Riemann for Anti-Dummies Part 27
GAUSS’ DECLARATION OF INDEPENDENCE
In September 1798, after three years of self-directed study, C.F. Gauss, then 21 years old, left Goettingen University without a diploma. He returned to his native city of Brunswick to begin the composition of his “Disquisitiones Arithmeticae.” lacking any prospect of employment, he hoped to continue receiving his student stipend. After several months of living on credit, word came from the Duke that the stipend would continue, provided Gauss obtained his doctor of philosophy degree, a task Gauss thought a distraction and wished to postpone.
Nevertheless, he took the opportunity to produce a virtual declaration of independence from the stifling world of deductive mathematics, in the form of a written thesis submitted to the faculty of the University of Helmstedt, on a new proof of the fundamental theorem of algebra. Within months, he was granted his doctorate without even being required to appear for oral examination.
Describing his intention to his former classmate, Wolfgang Bolyai, Gauss wrote, “The title indicates quite definitely the purpose of the essay; only about a third of the whole, nevertheless, is used for this purpose, the remainder contains chiefly the history and a critique of works on the same subject by other mathematicians (viz. d’Alembert, Bougainville, Euler, de Foncenex, Lagrange, and the encyclopedists … which latter, however, will probably not be much pleased) besides many and varied comments on the shallowness which is so dominant in our present-day mathematics.”
In essence, Gauss was defending, and extending, a principle, that goes back to Plato, in which only physical action, not arbitrary assumptions, defines our notion of magnitude. Like Plato, Gauss also recognized it were not sufficient to simply state his discovery, without a polemical attack on the Aristotelean falsehoods that had become so popular among his contemporaries.
Looking back on his dissertation 50 years later, Gauss said, “The demonstration is presented using expressions borrowed from the geometry of position, for in this way, the greatest acuity and simplicity is obtained. Fundamentally, the essential content of the entire argument belongs to a higher domain, independent from space, (i.e., anti-Euclidean) in which abstract general concepts of magnitudes, are investigated as combinations of magnitudes connected by continuity, a domain, which, at present, is poorly developed, and in which one cannot move without the use of language borrowed from spatial images.”
It is the intention of this installment to provide a summary sketch of the history of this conception, and Gauss’ development of it. Because of the difficulties of this medium, it can not be exhaustive. Rather, it seeks to outline the steps which should form the basis for extended oral pedagogical dialogues, such as is already underway in various locations.
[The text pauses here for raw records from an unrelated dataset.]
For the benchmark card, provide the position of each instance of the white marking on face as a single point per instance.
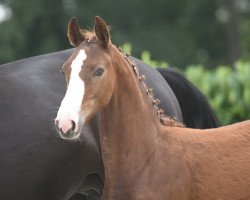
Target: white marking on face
(71, 104)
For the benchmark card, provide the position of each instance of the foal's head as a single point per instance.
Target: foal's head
(89, 75)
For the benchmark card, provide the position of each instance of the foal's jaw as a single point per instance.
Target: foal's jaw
(68, 121)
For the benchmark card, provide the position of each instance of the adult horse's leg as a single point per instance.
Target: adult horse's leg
(196, 111)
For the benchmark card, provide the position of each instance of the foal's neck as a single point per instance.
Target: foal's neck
(128, 129)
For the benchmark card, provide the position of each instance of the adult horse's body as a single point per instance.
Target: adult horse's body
(34, 163)
(146, 154)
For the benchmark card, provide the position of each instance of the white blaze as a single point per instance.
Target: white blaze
(71, 104)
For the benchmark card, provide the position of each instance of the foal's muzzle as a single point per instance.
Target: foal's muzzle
(69, 130)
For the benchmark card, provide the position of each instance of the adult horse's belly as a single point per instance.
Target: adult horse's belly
(34, 162)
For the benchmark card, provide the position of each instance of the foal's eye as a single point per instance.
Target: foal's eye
(99, 71)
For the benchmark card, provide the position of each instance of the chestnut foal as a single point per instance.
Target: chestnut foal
(147, 155)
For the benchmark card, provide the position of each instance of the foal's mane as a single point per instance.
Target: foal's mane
(90, 38)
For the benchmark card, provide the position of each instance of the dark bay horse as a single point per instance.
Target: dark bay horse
(37, 165)
(146, 154)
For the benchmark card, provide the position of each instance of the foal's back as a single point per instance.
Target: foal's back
(218, 160)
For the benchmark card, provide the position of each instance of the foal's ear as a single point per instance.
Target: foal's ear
(102, 32)
(75, 34)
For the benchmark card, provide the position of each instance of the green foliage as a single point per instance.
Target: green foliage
(181, 32)
(227, 89)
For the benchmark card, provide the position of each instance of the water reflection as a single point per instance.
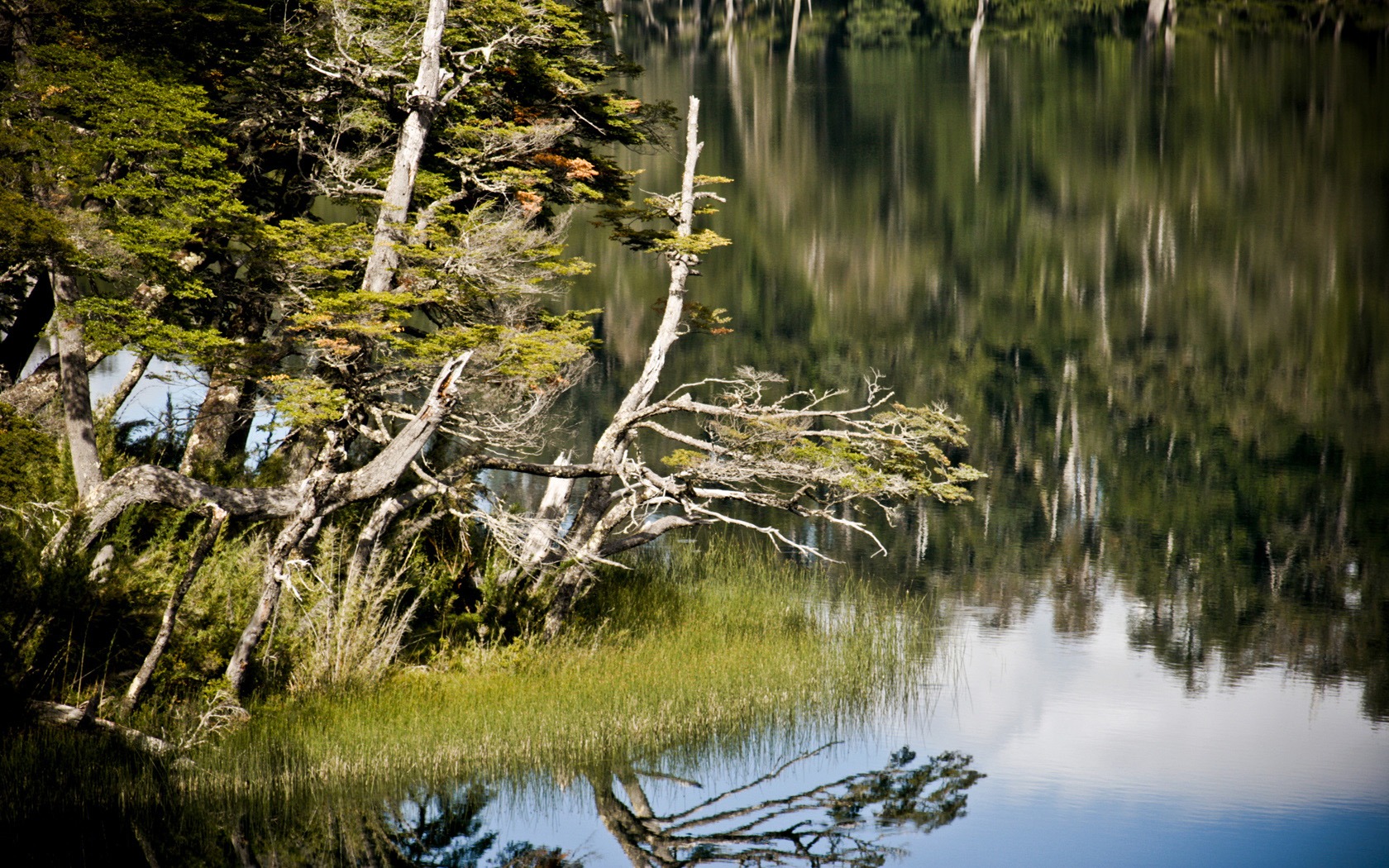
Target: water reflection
(776, 818)
(839, 823)
(1158, 293)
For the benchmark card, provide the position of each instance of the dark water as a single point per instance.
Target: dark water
(1158, 289)
(1156, 286)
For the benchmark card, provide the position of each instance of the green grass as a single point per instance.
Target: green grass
(717, 649)
(694, 656)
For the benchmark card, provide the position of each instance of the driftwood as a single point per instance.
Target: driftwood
(84, 718)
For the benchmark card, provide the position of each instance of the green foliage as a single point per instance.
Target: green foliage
(28, 455)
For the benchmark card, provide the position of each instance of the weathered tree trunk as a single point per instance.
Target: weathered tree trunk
(204, 546)
(369, 542)
(424, 104)
(592, 524)
(218, 418)
(84, 717)
(39, 394)
(325, 494)
(77, 393)
(273, 582)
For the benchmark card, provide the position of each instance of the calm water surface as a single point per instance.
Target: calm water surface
(1158, 289)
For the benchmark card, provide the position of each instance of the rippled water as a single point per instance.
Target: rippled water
(1158, 289)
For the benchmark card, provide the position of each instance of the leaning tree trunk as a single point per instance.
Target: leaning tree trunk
(77, 392)
(204, 546)
(325, 494)
(424, 104)
(592, 525)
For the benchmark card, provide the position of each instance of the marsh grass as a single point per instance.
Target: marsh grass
(690, 657)
(688, 653)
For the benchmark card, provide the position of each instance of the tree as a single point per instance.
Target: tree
(841, 823)
(459, 136)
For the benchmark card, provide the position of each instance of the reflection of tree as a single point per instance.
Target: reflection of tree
(842, 823)
(1166, 332)
(422, 828)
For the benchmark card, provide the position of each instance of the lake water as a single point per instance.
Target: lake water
(1158, 290)
(1156, 286)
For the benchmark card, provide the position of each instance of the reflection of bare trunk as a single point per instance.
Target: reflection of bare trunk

A physical concept of magnitude was already fully developed by those circles associated with Plato, expressed most explicitly in the Meno, Theatetus, and Timaeus dialogues. Plato and his circle demonstrated this concept, pedagogically, through the paradoxes that arise when considering the uniqueness of the five regular solids, and the related problems of doubling a line, square, and cube. As Plato emphasized, each species of action, generated a different species of magnitude. He denoted such magnitudes by the Greek term, “dunamais”, a term akin to Leibniz’ use of the word “kraft”, translated into English as “power”. That is, a linear magnitude has the “power” to double a line, while only a magnitude of a different species has the “power” to double the square, and a still different species has the “power” to double a cube. (See figures 1a, 1b and 1c). In Riemann’s language, these magnitudes are called, respectively, simply, doubly, and triply extended. Plato’s circle emphasized that magnitudes of lesser extension lacked the capacity to generate magnitudes of higher extension, creating, conceptually, a succession of “higher powers”.